真澄は、アルバムに入った伊澤と和樹の2ショット写真と、伊澤が田村と写っている写真を見つける。さらに、万年筆を手に取った真澄はペン先に触れ、そのインクの種類に気づく。
真澄は検査技師・吉本由季子(川床明日香)に田村の遺体の検査結果を尋ね、風邪薬などに含まれるアセトアミノフェンが検出されていることを確認。
これまで明らかになった事実を頭の中で整理し、思考をめぐらせた末に「ピースがそろう…かもしれません」と、ひらめいた。
真澄(ディーン・フジオカ)は身勝手な保身で人の命を奪った犯人に真実を突き付ける
真澄は、取調室で山貫と対峙。事故を起こしたトラック下部のパイプが外れていて、車体の底には亀裂が入っていたことを指摘する。
遺体からアセトアミノフェンが検出されたことから、田村は数週間前からめまいや風邪のような症状を抱え、風邪薬を飲んでいたと思われた。
運送会社には同じような体調不良を感じていた作業員が、何人かいたことがわかっている。このことから真澄は、田村ら作業員は同じ原因で一酸化炭素中毒になっていた可能性があると考えた。
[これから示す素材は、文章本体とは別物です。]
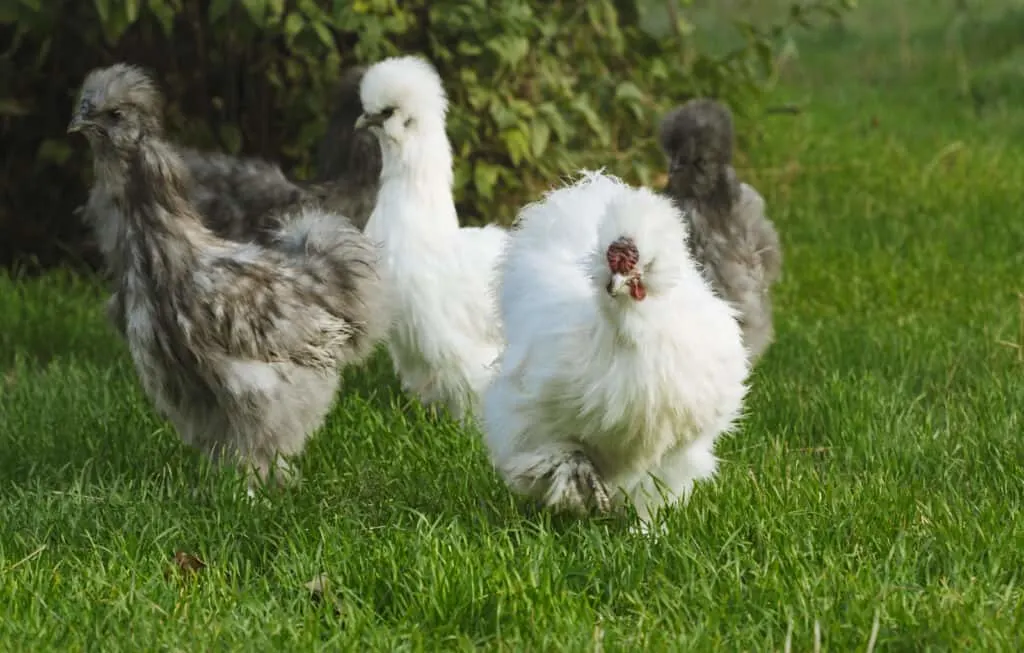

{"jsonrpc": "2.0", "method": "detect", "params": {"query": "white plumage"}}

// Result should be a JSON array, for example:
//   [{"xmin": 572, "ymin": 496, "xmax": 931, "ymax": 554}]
[
  {"xmin": 356, "ymin": 56, "xmax": 508, "ymax": 425},
  {"xmin": 483, "ymin": 173, "xmax": 748, "ymax": 523}
]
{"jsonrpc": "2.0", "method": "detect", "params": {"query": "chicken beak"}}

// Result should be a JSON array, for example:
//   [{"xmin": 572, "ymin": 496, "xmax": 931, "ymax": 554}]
[
  {"xmin": 68, "ymin": 114, "xmax": 88, "ymax": 134},
  {"xmin": 608, "ymin": 272, "xmax": 630, "ymax": 296},
  {"xmin": 355, "ymin": 114, "xmax": 384, "ymax": 129}
]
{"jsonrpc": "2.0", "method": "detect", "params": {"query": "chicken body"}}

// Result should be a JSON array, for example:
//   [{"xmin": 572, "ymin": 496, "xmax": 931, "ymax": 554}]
[
  {"xmin": 484, "ymin": 173, "xmax": 748, "ymax": 523},
  {"xmin": 69, "ymin": 64, "xmax": 388, "ymax": 489},
  {"xmin": 660, "ymin": 99, "xmax": 782, "ymax": 362},
  {"xmin": 359, "ymin": 57, "xmax": 508, "ymax": 425},
  {"xmin": 76, "ymin": 68, "xmax": 380, "ymax": 245}
]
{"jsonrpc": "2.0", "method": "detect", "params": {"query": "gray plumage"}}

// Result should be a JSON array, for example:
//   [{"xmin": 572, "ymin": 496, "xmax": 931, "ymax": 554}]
[
  {"xmin": 659, "ymin": 98, "xmax": 782, "ymax": 362},
  {"xmin": 75, "ymin": 68, "xmax": 381, "ymax": 244},
  {"xmin": 69, "ymin": 64, "xmax": 389, "ymax": 491}
]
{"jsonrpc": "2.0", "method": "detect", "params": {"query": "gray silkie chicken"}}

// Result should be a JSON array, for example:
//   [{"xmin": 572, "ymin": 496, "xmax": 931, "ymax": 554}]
[
  {"xmin": 68, "ymin": 63, "xmax": 390, "ymax": 492},
  {"xmin": 75, "ymin": 68, "xmax": 380, "ymax": 245},
  {"xmin": 659, "ymin": 98, "xmax": 782, "ymax": 364}
]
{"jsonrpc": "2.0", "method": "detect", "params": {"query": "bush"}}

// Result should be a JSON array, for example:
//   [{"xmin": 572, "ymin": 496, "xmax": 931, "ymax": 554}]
[{"xmin": 0, "ymin": 0, "xmax": 848, "ymax": 265}]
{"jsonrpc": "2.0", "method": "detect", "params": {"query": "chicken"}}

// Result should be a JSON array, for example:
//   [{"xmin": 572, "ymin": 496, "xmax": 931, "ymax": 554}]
[
  {"xmin": 482, "ymin": 173, "xmax": 749, "ymax": 529},
  {"xmin": 79, "ymin": 68, "xmax": 380, "ymax": 245},
  {"xmin": 310, "ymin": 66, "xmax": 381, "ymax": 229},
  {"xmin": 68, "ymin": 63, "xmax": 389, "ymax": 491},
  {"xmin": 660, "ymin": 98, "xmax": 782, "ymax": 362},
  {"xmin": 356, "ymin": 56, "xmax": 508, "ymax": 420}
]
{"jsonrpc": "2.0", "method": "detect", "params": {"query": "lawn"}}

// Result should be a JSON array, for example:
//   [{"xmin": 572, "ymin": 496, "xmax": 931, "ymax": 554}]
[{"xmin": 0, "ymin": 0, "xmax": 1024, "ymax": 651}]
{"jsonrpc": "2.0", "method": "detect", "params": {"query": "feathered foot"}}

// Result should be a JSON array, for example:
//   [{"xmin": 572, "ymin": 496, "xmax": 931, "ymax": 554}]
[{"xmin": 544, "ymin": 451, "xmax": 611, "ymax": 516}]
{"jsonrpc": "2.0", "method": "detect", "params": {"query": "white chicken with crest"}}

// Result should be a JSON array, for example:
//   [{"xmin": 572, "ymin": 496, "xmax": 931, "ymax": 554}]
[
  {"xmin": 483, "ymin": 172, "xmax": 749, "ymax": 528},
  {"xmin": 356, "ymin": 56, "xmax": 508, "ymax": 425}
]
真澄は、事実から見えてきた事件当日に起こったと推測されることを語る。
事件当日、体調不良を感じていた田村はトラックを止めて仮眠。この日は蒸し暑く、車内はアイドリング状態で冷房がかかっていた。
長時間停車したままアイドリング状態が続いたことで、外れたパイプから排気ガスが漏れて車体の下に溜まり、車体の底の亀裂から空気より軽い一酸化炭素だけが車内に流れ込んだ。
過重労働で疲れて眠り込んでいた田村は、一酸化炭素中毒に。遺体の顔色が良かったのは、一酸化炭素中毒の証拠でもあった。
田村の遺書と思われていたメモは、和樹が書いたものだった。
メモの文字はインクが微妙にひび割れていた。このインクは顔料ゲルインクで、空気に触れてから数年経つとひび割れが起きてしまう。つまり、このメモは書かれてから数年経過したもので、メモを書いたインクと和樹の万年筆のインクの成分は一致した。
息子への思いを抱き続けた伊澤は、和樹が遺したメモと万年筆を肌身離さず持っていた。
事件の夜、伊澤は車の中で眠り込んでいる田村を発見。異変に気づき、窓ガラスを割って田村を助けようとしたときにメモが車内に落ちた。
伊澤は車内に溜まった一酸化炭素を吸ってしまい、田村を助け出せたものの、倒れこんでしまう。
そこに、トラックに付けられたGPSで田村がずっと停車していることを不審に思った山貫が到着。山貫は倒れている2人を見て、トラックの下のパイプが外れていることに気づく。
2人の一酸化炭素中毒がトラックの整備ミスと露見すれば、会社はつぶれてしまう。山貫はそれを恐れ、もうろうとしながら救急車を呼ぼうとした伊澤を止めようと、トラックに乗って急発進させる。
伊澤は、向かってくる車から田村を逃がし、トラックに衝突。山貫は交通事故に見せかける偽装工作をし、まだ息のある田村をトラックに乗せて現場を立ち去った。その後、山貫は、車内で見つけたメモと伊澤のスマホを使い、首吊り自殺に見せかけて殺した。
真澄に真相を突き付けられながら必死に言い逃れようとする山貫を、穂乃果が逮捕する。
麻帆は明美に、田村が和樹と年の近い田村を助けようとして亡くなったと一部始終を報告。明美は夫が命がけで人を救った事実をかみしめ、夫の遺骨を抱きしめて泣き崩れる。
深夜のMEJで、真澄は“白峯女子連続殺人事件”の捜査資料のファイルを開く。そこには、遺体解剖の執刀医・九条正仁という名前と、補助者として真澄の名前が書かれていた――。